Questo è il primo autore che parla di tre sorte di spade, cioè: Spade nere, Spade bianche e Spade da filo. Dice "che con le spade nere si devo discretamente scherzare, e dar trattenimento modesto senza offender persona, la quale per confidenza, o per altri riguardi merita di essere rispettata."

Delle seconde dice che si debbano usare "per il giuoco da dovero con persone non conosciute, e senza confidenza, o rispetto facendo prove chiare ... senza riservarsi alcuna scusa."

Che sappia qual partito ha da prendere quando gli occorrerà trovandosi a singolare certame con le spade da filo, e con imbracciatura.

In seguito egli soggiunge che sappia "qual partito prendere con quelle da filo nella piazza ec."

Non ci mostra qual differenza realmente passi tra la spada nera e la bianca, che io suppongo l'una sia per la lezione e l'altra per l'assalto.

Si vede bene da quanto noi abbiamo osservato, che da questo Trattatista di scherma l'arte non fu fatta progredire di un passo.

Testo di riferimento: Trattato di scherma: sopra un nuovo sistema di giuoco misto di scuola italiana e francese.

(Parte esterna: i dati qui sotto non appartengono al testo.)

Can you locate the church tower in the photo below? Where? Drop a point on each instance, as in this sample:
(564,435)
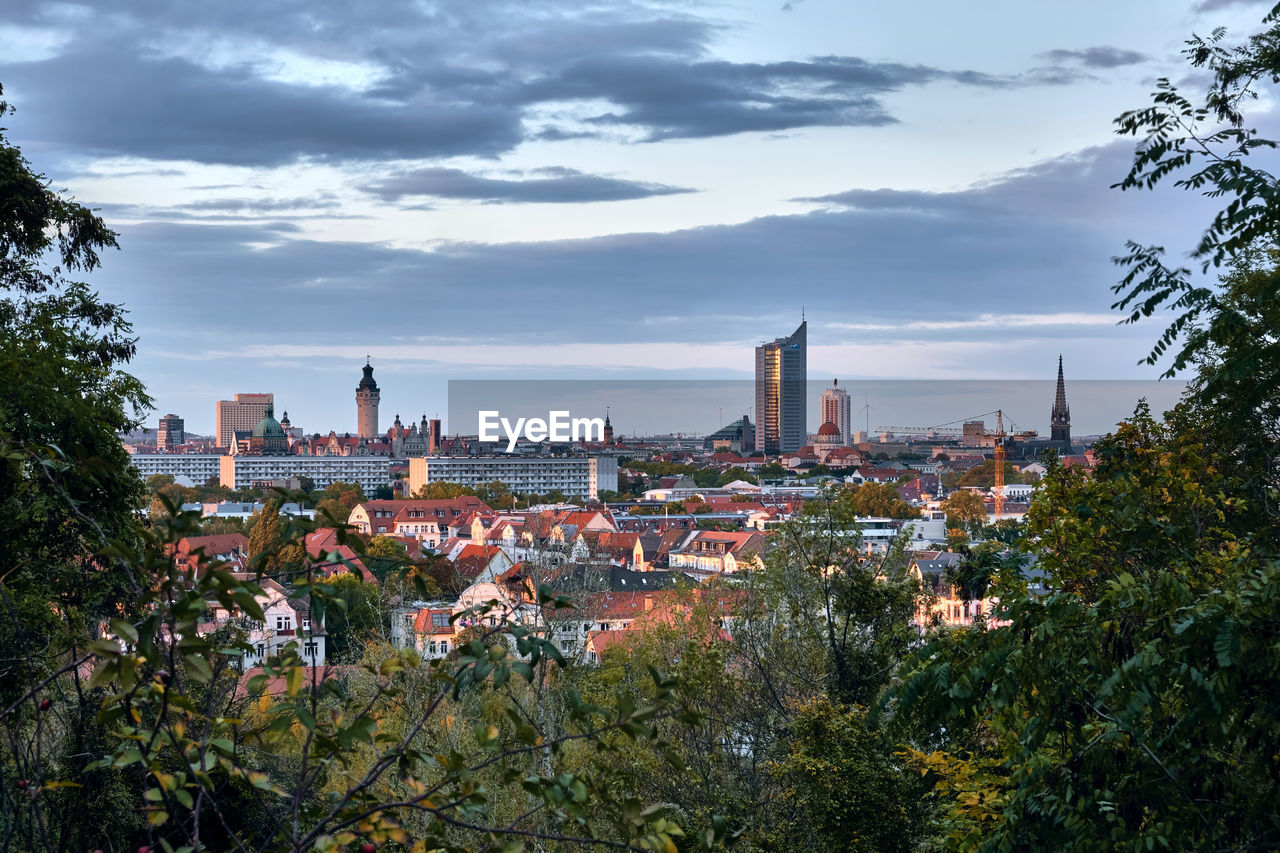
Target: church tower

Di Alberto Marchionni. Pubblicato da Dai Tipi Federigo Bencini, Firenze 1847.


(2) Questo giuoco è più facile in quanto a colpire, ma è pericolosissimo in duello ; e difficile a bene eseguirsi in assalto per non dare delle forconate, cioè a dire, il tirare raccorciando il braccio, prima di dare il colpo.

(1) Vedi il vero maneggio di spada di Alessandro Senese; Bologna 1660. al Cap. 7°.

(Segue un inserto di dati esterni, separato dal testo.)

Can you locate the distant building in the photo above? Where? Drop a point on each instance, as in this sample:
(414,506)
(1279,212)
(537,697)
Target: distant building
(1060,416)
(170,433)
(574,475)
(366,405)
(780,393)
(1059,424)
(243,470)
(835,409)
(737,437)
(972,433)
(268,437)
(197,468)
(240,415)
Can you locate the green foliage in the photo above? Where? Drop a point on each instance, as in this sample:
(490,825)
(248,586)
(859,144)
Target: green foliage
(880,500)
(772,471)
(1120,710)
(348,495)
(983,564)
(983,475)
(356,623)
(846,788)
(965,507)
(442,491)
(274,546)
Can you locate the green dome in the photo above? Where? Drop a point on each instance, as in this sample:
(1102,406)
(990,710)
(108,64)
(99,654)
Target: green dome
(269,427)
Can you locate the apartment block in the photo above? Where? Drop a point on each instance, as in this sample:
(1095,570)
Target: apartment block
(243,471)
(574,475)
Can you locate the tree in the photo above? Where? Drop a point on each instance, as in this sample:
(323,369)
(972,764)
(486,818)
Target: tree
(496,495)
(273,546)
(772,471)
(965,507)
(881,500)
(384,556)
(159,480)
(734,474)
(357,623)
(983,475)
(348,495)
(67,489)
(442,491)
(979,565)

Marcelli Francesco Antonio

Il Libro Intitolato, Il vero maneggio della Spada, è di Alessandro Senesio Bolognese, e fù stampato in Bologna nel 1660.

Testo di riferimento: Regole della scherma insegnate da Lelio e Titta Marcelli, scritte da Francesco Antonio Marcelli, figlio e Nipote e Maestro di scherma a Roma. Pubblicato nella stamperia di Dom. Ant. Ercole, Roma 1686.